Two weeks may not be enough time pick a true favorite for the 2012 NBA championship, but in a 66-game season it might provide sufficient evidence to eliminate any pretenders.
And unfortunately, the Los Angeles Lakers look like they belong in the latter category with every game they play.
As I began writing this article on Friday, Jan. 6, the Lakers were locked in an intense battle with the Golden State Warriors that was much closer than it had any right to be.
The Warriors were minus Stephen Curry, but it really doesn't matter because the Lakers seem incapable of defending any opposing guard that takes the court.
The Lakers have been able to mask their inferior backcourt play with the dominance of their post players in the past, but that was before Lamar Odom was traded.
Odom's ball-handling ability and distribution skills created a dynamic that few other teams had an answer for, and while Bynum and Gasol are arguably the NBA's top post tandem, neither player can defend the perimeter.
And neither can Derek Fisher, Steve Blake or Kobe Bryant.

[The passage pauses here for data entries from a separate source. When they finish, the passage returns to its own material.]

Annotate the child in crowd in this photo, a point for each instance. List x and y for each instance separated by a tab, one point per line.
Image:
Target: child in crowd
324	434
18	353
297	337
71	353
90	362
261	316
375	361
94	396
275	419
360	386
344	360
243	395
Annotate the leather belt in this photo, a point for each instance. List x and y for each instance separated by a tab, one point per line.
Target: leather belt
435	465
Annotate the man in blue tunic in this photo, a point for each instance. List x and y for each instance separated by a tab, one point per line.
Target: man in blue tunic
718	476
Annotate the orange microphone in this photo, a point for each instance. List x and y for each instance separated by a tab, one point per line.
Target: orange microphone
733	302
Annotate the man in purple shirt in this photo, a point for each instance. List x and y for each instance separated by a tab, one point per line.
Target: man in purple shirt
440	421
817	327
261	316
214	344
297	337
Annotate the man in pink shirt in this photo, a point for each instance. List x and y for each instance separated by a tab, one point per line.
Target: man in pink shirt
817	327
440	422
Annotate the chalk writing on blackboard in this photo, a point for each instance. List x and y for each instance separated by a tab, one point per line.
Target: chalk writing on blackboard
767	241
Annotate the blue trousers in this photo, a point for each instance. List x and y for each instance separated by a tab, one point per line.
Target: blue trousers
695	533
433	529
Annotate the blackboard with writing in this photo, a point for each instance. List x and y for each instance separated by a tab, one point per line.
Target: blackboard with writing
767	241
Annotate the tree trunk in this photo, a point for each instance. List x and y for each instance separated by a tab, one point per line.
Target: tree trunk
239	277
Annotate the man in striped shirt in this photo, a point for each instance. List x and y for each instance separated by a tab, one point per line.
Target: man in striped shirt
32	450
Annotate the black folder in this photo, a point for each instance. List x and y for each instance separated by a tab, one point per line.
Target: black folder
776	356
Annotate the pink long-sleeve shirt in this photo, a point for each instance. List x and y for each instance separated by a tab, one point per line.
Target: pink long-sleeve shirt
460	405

I'm guessing Lakers coach Mike Brown is finding it more difficult to justify minutes for Fisher, and even though Blake's offensive game has been rejuvenated he is still terrible defensively.
Bryant's wrist has received plenty of attention lately, but the focus on his ability to score points has overshadowed his inability to prevent them.
Kobe's will and conditioning regimen have kept him in the conversation as one of the NBA's top perimeter defenders, but I don't need to see Monta Ellis continuously blowing by Bryant off the dribble to realize those days are gone.
Bryant still has the strength, length and range to be a great defensive player, but in a league that is becoming defined by dribble penetration, speed—or the lack thereof—literally kills.
And the Lakers have been victims since their Christmas Day loss to the Bulls.
In fact, each of the team's four losses this season could arguably be blamed on inferior backcourt play, as the Lakers have taken turns, making players like Marcus Thornton, Ty Lawson, Raymond Felton and now Klay Thompson look like bona fide NBA stars.
Not that any of the players mentioned above are not talented, but I'm not sure they're as good as the Lakers made each one of them look.
Unfortunately, the Lakers' future schedule does include other point guards like Chris Paul, Russell Westbrook and Tony Parker, who are every bit as good as advertised, and all have posed problems for the Lakers in the past.
Before last postseason's four-game demolition at the hands of the eventual world champion Mavericks I would have at least given the Lakers a chance, but now I'm not so sure.
Bynum and Gasol were clearly winded against Golden State, and the Lakers once again had to rely on a 39-point outburst by Bryant to secure a victory.
The Lakers will not challenge for any titles with performances like that, but all hope for grand success in 2012 is not lost.
The Lakers still have time to acquire a decent point guard for the regular season's final sprint, and that need must be addressed regardless of any other plans management may have.
Orlando center Dwight Howard has been the subject of numerous trade rumors concerning the Lakers, and while it would be great to add a player like Howard to the roster, his presence may not bring the Lakers any closer to the NBA Finals this season without also adding a point guard.